The bees parted as if she held some magic power over them, and she pushed her arm through the path they created, holding her elegant fingers under the dripping honey. The liquid was golden and sunlight streaming through the glass ceiling made coloured prisms through the sticky strands hanging from the girl’s hand. She turned and held her forefinger to his lips, which he parted readily this time, anxious to again feel her icy touch on his mouth. He pushed his tongue forward slightly and was intoxicated by the heady contrast of her cold finger with the warm honey on its tip. The taste of the honey was like a distant memory, the texture deliciously from the past; his diet, for years now had been consumed completely with dry, processed foods.

‘More?’ The girl raised her eyebrow in question.

She then popped her own finger into her mouth, sucking in her cheeks and making a popping sound as she removed all traces of the gooey nectar from her index finger. She cocked her head and nodded before he could answer, scooping more honey from the hive. He watched her languid movements, the swirl of the bees above her head and he felt faint from the heat, the noise, the scent of citrus blossoms, and the anticipation of her touch again.

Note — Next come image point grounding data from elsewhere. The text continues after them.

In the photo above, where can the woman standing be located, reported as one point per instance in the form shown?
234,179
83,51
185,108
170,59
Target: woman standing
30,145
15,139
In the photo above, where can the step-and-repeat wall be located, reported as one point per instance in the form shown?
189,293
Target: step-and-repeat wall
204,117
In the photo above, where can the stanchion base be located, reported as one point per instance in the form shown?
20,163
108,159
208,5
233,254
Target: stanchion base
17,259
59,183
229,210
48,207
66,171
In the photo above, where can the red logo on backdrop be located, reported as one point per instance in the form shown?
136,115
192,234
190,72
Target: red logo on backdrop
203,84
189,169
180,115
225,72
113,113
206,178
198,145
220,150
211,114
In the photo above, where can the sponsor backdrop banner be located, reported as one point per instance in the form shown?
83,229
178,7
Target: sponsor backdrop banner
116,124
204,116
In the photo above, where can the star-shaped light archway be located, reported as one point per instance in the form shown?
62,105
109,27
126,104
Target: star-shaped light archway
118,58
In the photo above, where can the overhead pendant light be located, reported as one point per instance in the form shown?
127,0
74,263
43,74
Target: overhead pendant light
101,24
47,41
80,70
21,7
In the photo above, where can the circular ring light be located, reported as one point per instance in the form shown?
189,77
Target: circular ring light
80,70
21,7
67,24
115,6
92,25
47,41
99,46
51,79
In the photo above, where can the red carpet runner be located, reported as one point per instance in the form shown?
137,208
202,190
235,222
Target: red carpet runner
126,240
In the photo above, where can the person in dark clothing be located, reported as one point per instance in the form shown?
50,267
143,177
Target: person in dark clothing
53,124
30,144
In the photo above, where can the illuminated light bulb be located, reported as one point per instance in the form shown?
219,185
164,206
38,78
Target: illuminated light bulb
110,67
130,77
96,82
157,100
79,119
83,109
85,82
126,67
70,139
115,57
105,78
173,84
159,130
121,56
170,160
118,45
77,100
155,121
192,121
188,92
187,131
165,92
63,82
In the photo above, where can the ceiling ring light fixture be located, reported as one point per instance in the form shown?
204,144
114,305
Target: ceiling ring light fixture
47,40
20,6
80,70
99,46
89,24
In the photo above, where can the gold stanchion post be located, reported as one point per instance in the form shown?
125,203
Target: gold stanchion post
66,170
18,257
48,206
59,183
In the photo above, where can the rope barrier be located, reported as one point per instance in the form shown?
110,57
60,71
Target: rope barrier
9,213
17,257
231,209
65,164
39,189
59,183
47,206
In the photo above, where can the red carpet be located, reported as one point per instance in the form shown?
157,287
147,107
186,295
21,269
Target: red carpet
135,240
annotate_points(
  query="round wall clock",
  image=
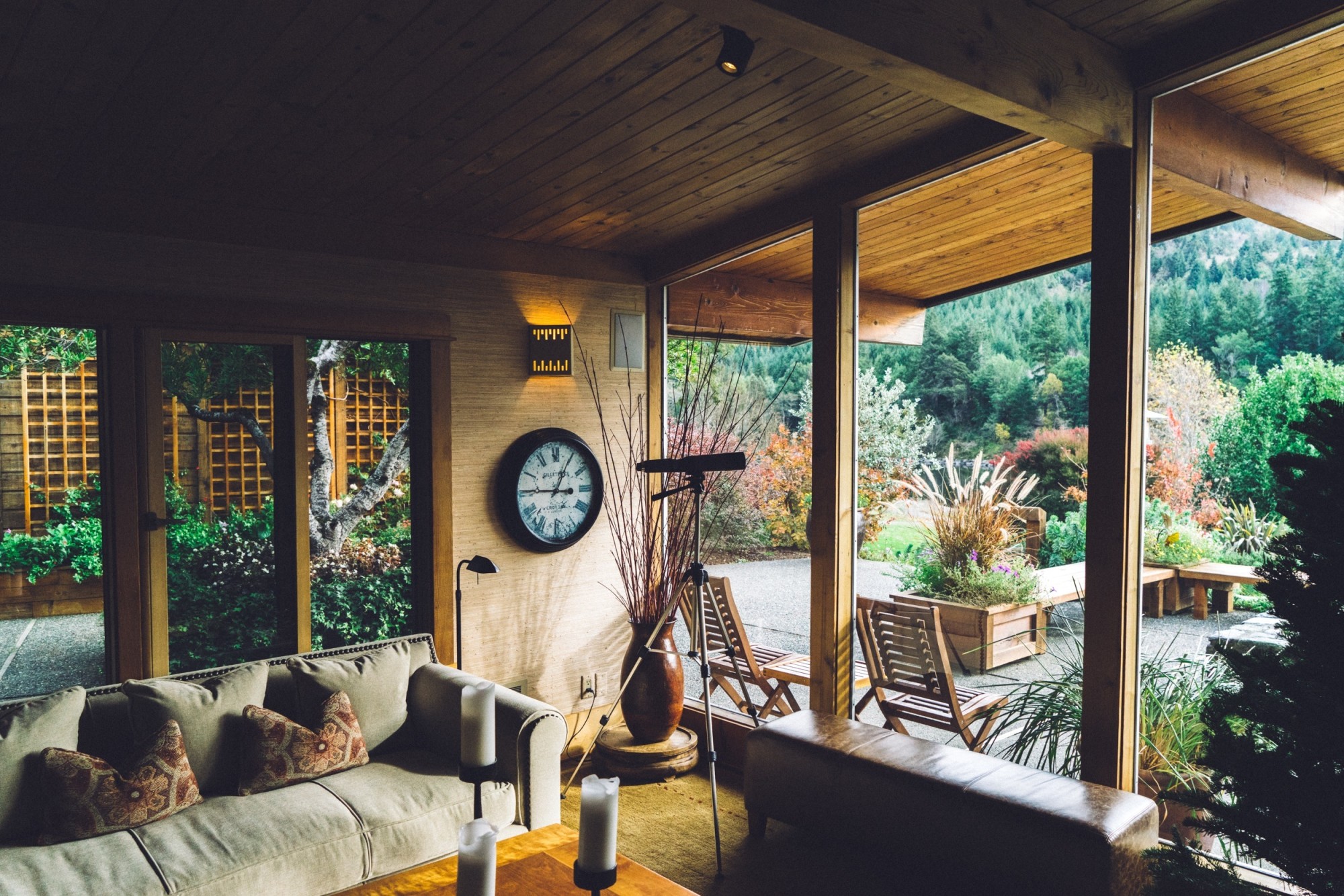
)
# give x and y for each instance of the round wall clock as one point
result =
(549, 490)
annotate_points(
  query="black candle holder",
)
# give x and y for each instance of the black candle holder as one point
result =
(478, 776)
(595, 882)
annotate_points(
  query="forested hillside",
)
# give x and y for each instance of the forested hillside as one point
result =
(998, 366)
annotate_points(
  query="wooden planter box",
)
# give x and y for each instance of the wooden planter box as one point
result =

With a kind of swoon, he tipped his head forward, and accepted the honey in his mouth. However, this time some crazy compulsion came over him to sink his teeth onto the cold flesh of her finger. Not usually prone to impulse, the strangeness of the whole experience made the boy lose his head, and with abandon, he pressed his teeth gently down. She gasped softly. At that moment a large bee appeared in his line of sight and as a lone missile, flew in a direct line to land onto the tip of his nose. Surprised, he released the girl’s finger, just as the sharp stab of the bee’s sting pierced the soft flesh of his nose. In the surge of heat, adrenalin and blackness that followed he knew, in that moment, only one thing – that he had fallen in love with the girl. The girl, in turn, as she recognised the tell tale signs of anaphylaxis, sighed and reached for the emergency cabinet of EpiPens behind the hive. She knew, in that moment, that she would never see the boy again.